Avec les nouvelles ambitions du club et la modernisation du stade, les supporters mosellans espèrent que leur équipe répondra présente pour que, le FC Metz, qui le mérite pleinement, se stabilise à ce niveau.

 

#2 – Le Stade Saint-Symphorien, en cours de modernisation, pour corroborer avec les nouvelles ambitions du club.

crédits : http://elsass-groundhopping.over-blog.com/

 

Le Stade Saint-Symphorien, situé à Longeville-lès-Metz, fut inauguré en 1923, avec un an de retard puisque le toit de la tribune s’était effondré au décoffrage.

En 1932, des premiers travaux verront le jour pour l’arrivée du FC Metz au niveau professionnel.

Les années passent, le stade vieilli donc, et les légères rénovations de l’enceinte défilent.

Par voie de conséquence, après de nombreuses années de discussion, en mai 2019, les dirigeants du club ont annoncé une modernisation totale du stade, avec un projet prometteur, allant dans le sens des ambitions du club.

En effet, l’idée est de faire du Stade Saint-Symphorien un stade moderne, avec une capacité de plus de 30 000 places. Ces travaux devraient donc être achevés d’ici août 2021.

 

Ainsi, les supporters messins, qui ont l’habitude de garnir les travées de Saint-Symphorien, déjà heureux d’avoir retrouvés l’élite, pourront se targuer, en plus de cela, d’avoir un stade flambant neuf.

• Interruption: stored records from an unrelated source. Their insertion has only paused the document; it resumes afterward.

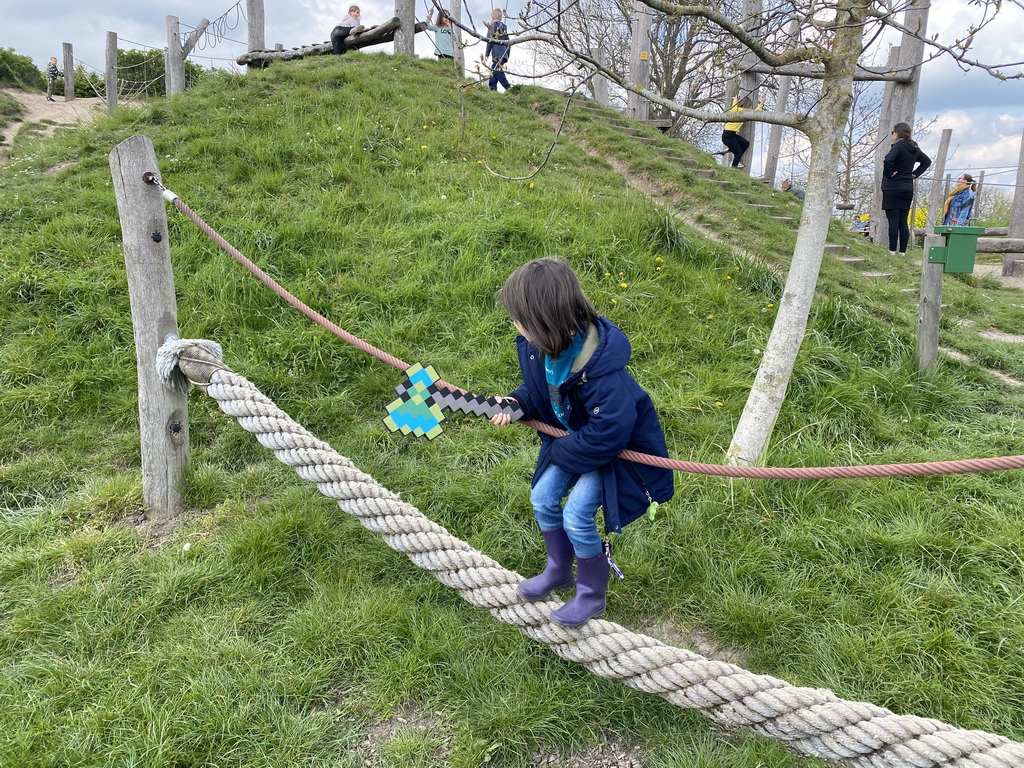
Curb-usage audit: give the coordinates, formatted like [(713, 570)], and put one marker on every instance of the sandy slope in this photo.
[(49, 115)]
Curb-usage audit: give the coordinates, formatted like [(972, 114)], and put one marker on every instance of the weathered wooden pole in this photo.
[(68, 52), (163, 414), (257, 25), (929, 307), (601, 82), (775, 132), (404, 36), (1016, 214), (174, 65), (937, 197), (636, 105), (455, 9), (880, 232), (111, 67)]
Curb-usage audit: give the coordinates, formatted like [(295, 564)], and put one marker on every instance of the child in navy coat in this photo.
[(573, 368)]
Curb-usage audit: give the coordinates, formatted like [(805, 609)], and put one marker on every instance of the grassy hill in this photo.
[(266, 629)]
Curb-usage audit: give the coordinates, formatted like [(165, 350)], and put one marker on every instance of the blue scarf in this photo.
[(557, 371)]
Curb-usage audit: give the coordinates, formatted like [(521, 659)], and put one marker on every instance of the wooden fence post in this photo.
[(112, 72), (174, 66), (257, 25), (937, 197), (636, 105), (404, 36), (68, 52), (1016, 215), (929, 307), (163, 413)]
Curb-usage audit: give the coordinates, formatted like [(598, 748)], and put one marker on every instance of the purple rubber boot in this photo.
[(592, 586), (557, 573)]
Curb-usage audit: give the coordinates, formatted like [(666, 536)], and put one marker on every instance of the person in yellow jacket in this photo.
[(730, 131)]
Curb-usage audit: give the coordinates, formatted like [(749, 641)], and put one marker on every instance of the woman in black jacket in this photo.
[(904, 163)]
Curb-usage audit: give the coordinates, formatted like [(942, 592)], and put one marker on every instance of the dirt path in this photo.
[(48, 115)]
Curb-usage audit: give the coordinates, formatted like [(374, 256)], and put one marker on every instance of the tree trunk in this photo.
[(825, 134)]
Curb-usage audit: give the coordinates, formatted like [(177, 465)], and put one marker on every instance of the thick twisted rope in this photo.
[(810, 721), (875, 470)]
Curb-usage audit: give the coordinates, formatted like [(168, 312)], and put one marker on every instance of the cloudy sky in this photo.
[(986, 115)]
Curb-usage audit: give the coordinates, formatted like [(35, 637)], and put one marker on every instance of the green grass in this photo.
[(268, 629)]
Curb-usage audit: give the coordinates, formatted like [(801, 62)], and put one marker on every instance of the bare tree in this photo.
[(837, 35)]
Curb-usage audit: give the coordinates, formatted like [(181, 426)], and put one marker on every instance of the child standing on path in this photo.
[(573, 369), (730, 136), (498, 49), (350, 25), (444, 34), (52, 73)]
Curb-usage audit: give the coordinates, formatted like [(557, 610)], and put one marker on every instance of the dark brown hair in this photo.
[(902, 130), (545, 298)]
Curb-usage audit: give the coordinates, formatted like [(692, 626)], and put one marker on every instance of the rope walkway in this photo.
[(811, 721), (956, 466)]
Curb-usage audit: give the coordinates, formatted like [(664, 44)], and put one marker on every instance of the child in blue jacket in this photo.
[(573, 369)]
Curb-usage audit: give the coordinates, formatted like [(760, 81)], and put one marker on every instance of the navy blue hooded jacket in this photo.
[(608, 413)]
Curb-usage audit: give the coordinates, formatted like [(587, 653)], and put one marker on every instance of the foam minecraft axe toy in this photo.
[(421, 397)]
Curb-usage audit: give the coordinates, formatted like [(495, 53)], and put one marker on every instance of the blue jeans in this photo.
[(498, 76), (579, 516)]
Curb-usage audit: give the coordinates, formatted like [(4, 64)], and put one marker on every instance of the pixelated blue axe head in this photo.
[(417, 410)]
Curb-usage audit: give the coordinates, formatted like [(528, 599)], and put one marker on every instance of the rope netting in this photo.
[(811, 721), (955, 466)]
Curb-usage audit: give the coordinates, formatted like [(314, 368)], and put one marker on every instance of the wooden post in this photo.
[(112, 72), (929, 307), (455, 9), (69, 70), (636, 105), (880, 231), (936, 198), (749, 81), (257, 25), (775, 132), (404, 36), (163, 413), (174, 66), (1016, 215), (601, 82)]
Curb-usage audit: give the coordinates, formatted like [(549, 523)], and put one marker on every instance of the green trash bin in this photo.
[(961, 248)]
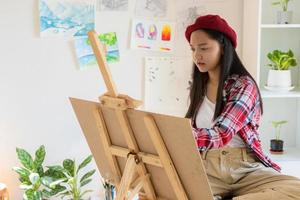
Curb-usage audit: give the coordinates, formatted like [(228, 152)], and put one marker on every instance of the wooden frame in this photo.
[(114, 131)]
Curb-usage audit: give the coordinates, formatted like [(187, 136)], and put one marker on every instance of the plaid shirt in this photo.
[(241, 115)]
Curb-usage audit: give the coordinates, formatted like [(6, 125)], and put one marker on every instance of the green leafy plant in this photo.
[(281, 60), (34, 181), (283, 3), (109, 189), (73, 182), (277, 125)]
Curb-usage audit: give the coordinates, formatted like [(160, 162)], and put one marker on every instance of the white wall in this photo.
[(37, 75)]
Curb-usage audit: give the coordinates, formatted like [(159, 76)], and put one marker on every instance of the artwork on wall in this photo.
[(112, 5), (151, 8), (152, 35), (66, 17), (85, 53), (167, 84)]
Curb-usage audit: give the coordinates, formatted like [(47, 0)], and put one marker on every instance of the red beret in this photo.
[(212, 22)]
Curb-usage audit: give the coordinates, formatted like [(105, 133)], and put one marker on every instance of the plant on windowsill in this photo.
[(72, 181), (279, 76), (37, 185), (283, 16), (276, 146), (109, 190)]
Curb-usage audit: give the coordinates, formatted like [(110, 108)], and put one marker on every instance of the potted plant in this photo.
[(277, 144), (284, 16), (34, 181), (72, 181), (109, 190), (279, 75)]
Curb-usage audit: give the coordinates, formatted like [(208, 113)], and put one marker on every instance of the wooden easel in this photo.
[(135, 177)]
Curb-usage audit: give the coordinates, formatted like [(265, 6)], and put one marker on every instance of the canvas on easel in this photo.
[(138, 151)]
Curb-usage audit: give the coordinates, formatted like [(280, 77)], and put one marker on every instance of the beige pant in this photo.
[(234, 172)]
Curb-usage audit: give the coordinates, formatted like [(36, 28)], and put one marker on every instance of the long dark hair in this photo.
[(229, 64)]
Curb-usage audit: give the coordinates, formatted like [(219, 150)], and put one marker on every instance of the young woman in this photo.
[(225, 108)]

Cependant, cette modernisation de l’enceinte n’effacera pas l’historique de ce stade, qui a eu la chance d’accueillir la Coupe d’Europe à plusieurs reprises, de vibrer lors de matchs de coupes qui ont souvent réussi au club, de croire jusqu’à la dernière minute à un titre historique de champion de France en 1998, ou encore de fêter de nombreuses montées en Ligue 1, comme l’an dernier.

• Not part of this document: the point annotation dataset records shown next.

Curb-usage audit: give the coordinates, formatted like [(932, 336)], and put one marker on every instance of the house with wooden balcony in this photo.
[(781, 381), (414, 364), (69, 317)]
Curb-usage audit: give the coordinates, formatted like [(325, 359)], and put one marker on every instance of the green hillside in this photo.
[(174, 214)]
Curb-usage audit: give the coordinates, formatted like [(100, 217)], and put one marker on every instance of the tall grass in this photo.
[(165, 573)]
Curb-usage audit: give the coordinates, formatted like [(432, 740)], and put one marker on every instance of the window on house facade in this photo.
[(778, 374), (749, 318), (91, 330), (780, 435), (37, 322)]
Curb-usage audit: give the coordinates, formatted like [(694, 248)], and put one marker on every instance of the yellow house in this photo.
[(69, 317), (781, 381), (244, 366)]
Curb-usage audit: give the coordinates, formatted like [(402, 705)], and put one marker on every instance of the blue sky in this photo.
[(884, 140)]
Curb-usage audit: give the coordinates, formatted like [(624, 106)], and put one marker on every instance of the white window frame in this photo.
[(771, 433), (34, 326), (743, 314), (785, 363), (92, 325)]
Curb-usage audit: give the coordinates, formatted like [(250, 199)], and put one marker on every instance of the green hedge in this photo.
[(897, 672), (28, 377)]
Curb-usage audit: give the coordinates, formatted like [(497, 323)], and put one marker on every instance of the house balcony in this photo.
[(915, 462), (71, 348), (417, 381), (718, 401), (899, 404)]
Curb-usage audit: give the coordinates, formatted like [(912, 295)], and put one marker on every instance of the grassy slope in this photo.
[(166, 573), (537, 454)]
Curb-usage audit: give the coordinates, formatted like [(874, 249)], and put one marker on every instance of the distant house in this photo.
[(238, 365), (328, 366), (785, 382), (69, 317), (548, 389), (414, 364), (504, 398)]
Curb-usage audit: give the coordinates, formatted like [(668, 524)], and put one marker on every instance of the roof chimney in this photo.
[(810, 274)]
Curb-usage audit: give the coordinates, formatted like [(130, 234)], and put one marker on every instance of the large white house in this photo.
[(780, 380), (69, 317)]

Le Stade Saint-Symphorien a également eu la chance de recevoir l’Equipe de France à trois reprises, et pour trois victoires, dans une enceinte toujours comble.

Aujourd’hui, pour ce retour dans l’élite, ce stade, comme ses supporters, sont à la recherche de ces émotions et de ces grands moments que peuvent procurer le football dans une enceinte, et d’autant plus dans deux ans, lorsque celle-ci aura été magnifiquement modernisée.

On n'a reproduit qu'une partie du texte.